Getting rid of political parties just makes certain rich people more powerful because voters can no longer rely on party affiliation to judge, at least in some way, the qualities of a candidate. We will end up with a legislature filled with people who can finance their own campaigns, since there will no longer be parties identified with the candidates and party money will mean less.
The process of destruction continues unabated and no one is willing to make the hard choices, least of all the voters, who don’t even know there are choices to be made.
Prop 13 did not contribute to the real estate bubble, because assessed value was 1% of the purchase price (plus a minor yearly increment). For people buying in 1967, that is very low–for people buying in 2007, it was very high. What
created the bubble is the belief that one could “flip” the house one has bought in 2-3 years for 50-100% more than one paid for it.
All that being said, Prop 13 is a disaster on pretty much every count, the reasons being 2/3rds requirements, loss of local control, volatility (property taxes are relatively stable–so is the car tax, and Arnold ran on that in 2003 and won).
A significant piece of the crisis missed by Marinucci is the ‘no new taxes’ pledge that is a necessity for any Republican to get through a primary. When one party throws away a key component of governance even before the general election, you end up with crises like the ones we have been seeing in recent years.
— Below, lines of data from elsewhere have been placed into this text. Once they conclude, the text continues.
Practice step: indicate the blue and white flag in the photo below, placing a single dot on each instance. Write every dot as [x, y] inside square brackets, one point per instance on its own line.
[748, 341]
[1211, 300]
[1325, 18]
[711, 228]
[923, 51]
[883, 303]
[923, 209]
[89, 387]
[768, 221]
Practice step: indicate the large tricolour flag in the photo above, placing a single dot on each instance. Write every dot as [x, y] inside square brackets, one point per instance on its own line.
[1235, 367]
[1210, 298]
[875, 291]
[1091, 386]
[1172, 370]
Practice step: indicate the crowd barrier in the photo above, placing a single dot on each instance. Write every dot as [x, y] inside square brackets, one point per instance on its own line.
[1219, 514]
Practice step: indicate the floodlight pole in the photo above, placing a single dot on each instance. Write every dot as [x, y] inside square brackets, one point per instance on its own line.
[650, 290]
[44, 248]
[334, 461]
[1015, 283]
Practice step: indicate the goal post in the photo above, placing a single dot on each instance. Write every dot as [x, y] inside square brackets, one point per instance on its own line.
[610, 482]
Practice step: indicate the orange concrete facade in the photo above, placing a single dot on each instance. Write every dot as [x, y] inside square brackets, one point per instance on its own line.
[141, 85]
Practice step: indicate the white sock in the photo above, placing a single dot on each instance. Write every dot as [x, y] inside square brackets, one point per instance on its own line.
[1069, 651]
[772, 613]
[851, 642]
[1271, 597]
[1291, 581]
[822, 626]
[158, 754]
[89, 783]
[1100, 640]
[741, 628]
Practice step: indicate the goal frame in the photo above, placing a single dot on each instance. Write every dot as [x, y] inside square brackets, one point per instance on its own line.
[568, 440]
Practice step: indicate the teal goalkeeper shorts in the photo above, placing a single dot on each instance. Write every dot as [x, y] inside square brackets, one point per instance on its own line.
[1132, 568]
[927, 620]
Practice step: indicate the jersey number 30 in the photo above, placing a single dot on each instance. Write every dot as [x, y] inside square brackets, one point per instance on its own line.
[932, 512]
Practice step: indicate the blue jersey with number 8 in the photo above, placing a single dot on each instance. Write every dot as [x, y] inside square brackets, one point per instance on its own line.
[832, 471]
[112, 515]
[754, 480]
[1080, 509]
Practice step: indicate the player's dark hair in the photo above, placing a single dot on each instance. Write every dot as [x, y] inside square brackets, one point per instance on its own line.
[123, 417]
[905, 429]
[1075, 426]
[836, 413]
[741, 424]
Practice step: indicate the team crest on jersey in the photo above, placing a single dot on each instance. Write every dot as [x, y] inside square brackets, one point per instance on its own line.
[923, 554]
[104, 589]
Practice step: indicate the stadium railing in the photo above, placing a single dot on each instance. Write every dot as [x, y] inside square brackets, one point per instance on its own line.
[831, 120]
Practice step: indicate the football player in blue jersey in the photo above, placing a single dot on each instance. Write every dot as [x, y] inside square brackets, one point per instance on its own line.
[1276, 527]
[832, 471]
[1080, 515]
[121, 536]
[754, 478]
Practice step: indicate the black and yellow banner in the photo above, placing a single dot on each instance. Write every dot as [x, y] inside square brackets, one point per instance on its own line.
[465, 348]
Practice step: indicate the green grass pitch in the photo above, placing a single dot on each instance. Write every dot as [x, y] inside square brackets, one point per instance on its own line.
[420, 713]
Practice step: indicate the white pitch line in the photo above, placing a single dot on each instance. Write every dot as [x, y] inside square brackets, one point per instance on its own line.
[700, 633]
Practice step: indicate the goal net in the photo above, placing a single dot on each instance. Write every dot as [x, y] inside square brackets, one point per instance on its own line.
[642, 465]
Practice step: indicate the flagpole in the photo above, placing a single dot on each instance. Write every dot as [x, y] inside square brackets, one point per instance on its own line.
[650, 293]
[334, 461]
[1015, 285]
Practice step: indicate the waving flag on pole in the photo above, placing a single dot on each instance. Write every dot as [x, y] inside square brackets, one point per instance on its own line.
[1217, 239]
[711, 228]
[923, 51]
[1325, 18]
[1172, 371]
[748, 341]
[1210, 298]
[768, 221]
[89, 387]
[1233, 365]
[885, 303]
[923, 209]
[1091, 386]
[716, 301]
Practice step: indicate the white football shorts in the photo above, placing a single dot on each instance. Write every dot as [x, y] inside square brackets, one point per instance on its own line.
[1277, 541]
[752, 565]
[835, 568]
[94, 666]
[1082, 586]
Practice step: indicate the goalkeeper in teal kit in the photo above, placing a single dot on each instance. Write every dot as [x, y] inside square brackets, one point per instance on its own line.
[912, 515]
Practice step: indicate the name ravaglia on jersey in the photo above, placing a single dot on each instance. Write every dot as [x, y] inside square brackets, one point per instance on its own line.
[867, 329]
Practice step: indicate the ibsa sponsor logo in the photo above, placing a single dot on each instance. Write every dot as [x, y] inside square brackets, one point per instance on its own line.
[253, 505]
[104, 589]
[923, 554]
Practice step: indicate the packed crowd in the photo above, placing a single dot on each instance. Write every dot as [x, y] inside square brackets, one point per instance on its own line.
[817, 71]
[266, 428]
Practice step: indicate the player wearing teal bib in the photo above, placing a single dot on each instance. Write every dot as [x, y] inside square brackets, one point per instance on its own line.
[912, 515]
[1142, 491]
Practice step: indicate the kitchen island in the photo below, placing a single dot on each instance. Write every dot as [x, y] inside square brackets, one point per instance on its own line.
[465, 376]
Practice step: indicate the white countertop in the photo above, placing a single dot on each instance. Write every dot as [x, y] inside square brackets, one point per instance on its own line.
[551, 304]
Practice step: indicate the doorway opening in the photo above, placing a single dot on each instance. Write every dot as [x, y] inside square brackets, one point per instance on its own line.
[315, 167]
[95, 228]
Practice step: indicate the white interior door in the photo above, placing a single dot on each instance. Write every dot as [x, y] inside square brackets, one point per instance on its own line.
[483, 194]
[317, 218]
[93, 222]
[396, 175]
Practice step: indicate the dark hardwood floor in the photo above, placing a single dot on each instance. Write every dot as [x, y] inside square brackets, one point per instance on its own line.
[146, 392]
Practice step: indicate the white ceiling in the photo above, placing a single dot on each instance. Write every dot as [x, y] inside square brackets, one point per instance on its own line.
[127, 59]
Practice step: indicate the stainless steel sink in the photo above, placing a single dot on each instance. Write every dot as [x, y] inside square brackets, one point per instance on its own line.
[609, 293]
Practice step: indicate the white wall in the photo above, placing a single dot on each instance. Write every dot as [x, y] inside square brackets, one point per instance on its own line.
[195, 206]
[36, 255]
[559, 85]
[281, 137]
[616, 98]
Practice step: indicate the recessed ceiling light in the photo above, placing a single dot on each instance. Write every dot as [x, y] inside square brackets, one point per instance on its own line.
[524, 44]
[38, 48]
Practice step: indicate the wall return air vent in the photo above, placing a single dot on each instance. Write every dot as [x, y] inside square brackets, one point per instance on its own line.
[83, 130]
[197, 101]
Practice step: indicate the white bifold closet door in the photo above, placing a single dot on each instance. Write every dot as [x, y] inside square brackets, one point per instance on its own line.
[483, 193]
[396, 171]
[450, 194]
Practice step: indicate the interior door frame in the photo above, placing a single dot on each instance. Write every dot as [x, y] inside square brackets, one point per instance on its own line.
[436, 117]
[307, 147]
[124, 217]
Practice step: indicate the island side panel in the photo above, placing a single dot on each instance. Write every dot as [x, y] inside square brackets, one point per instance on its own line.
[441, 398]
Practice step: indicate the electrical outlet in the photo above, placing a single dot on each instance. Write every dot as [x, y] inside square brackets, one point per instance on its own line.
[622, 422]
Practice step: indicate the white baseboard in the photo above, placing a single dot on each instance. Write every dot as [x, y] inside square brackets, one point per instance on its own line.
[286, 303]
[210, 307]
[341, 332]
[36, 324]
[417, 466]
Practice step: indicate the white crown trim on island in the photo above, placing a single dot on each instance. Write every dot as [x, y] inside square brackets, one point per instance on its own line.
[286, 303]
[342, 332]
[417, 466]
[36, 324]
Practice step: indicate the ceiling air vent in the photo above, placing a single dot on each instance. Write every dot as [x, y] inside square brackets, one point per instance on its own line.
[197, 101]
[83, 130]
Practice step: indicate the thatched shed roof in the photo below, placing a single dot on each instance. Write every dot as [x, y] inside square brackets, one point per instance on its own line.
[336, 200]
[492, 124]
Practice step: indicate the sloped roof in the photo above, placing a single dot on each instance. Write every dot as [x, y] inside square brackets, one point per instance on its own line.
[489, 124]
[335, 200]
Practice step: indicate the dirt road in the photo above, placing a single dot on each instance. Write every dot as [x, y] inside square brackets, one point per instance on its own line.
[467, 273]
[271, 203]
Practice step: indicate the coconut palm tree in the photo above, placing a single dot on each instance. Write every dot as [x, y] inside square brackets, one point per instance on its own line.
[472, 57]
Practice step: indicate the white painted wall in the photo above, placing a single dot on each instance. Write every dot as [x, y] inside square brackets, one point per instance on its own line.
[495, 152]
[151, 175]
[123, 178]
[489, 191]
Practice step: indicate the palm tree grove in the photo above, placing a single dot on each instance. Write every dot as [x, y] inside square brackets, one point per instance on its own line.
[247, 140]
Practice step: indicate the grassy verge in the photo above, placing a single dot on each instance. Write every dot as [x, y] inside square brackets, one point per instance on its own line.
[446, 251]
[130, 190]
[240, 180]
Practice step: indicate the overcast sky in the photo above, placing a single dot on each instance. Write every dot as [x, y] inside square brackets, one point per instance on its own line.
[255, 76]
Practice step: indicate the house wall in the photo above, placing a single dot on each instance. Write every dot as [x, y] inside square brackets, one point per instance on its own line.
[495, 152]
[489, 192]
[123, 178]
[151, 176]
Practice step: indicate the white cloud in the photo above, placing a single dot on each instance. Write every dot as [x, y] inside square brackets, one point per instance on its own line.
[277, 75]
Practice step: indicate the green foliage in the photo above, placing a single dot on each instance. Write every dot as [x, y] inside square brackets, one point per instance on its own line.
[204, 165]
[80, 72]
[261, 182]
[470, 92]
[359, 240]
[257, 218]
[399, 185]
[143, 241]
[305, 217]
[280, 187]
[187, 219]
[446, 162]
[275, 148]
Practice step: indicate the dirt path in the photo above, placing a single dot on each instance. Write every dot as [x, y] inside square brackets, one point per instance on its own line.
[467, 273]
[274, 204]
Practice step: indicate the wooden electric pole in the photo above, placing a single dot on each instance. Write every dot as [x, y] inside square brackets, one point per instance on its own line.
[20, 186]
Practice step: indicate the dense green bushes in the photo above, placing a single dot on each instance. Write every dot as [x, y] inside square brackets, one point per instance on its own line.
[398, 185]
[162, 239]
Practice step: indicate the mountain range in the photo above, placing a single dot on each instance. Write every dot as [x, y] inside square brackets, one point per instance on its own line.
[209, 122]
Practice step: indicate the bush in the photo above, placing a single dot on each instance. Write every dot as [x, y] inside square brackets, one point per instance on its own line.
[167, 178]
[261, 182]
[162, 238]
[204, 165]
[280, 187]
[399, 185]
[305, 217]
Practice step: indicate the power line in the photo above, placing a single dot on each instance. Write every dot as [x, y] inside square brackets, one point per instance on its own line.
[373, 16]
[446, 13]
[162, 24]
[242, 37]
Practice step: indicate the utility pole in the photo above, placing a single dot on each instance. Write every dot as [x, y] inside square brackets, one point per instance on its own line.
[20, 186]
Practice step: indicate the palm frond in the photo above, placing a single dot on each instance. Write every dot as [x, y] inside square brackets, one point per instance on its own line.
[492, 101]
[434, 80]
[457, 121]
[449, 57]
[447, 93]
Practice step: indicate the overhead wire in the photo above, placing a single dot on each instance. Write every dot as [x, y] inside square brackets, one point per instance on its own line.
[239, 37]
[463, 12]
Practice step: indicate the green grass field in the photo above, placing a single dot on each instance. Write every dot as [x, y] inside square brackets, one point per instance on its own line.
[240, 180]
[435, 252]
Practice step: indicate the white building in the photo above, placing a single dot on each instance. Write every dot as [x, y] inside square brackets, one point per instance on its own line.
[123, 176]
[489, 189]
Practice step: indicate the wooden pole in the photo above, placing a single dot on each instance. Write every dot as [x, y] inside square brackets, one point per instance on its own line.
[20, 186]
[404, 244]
My recollection is that the pledge originated after Reagan became president, but possibly after he left office, given that he signed multiple tax increases as president (and, of course, a huge tax increase as governor of California). When were the first ‘no new taxes’ pledges a near-requirement to be a Republican candidate?
I think you over-estimate political self-segregation. There are, in fact, plenty of liberals in the Inland Empire region — many of whom very nearly toppled Congressman Ken Calvert, recently, for example. It’s true that the balance varies, and that some people choose their homes in part by social and cultural characteristics that correlate with political outlook — but many people also choose their homes to be close to their workplaces, or because they are affordable, as well.
Meanwhile, there can be no doubt that computer-assisted gerrymandering has led to much more efficient segregation of electoral districts, and to some pretty strange looking ones, too. If people really had sorted themselves out, then gerrymandering would lead to much less extreme districts, after all!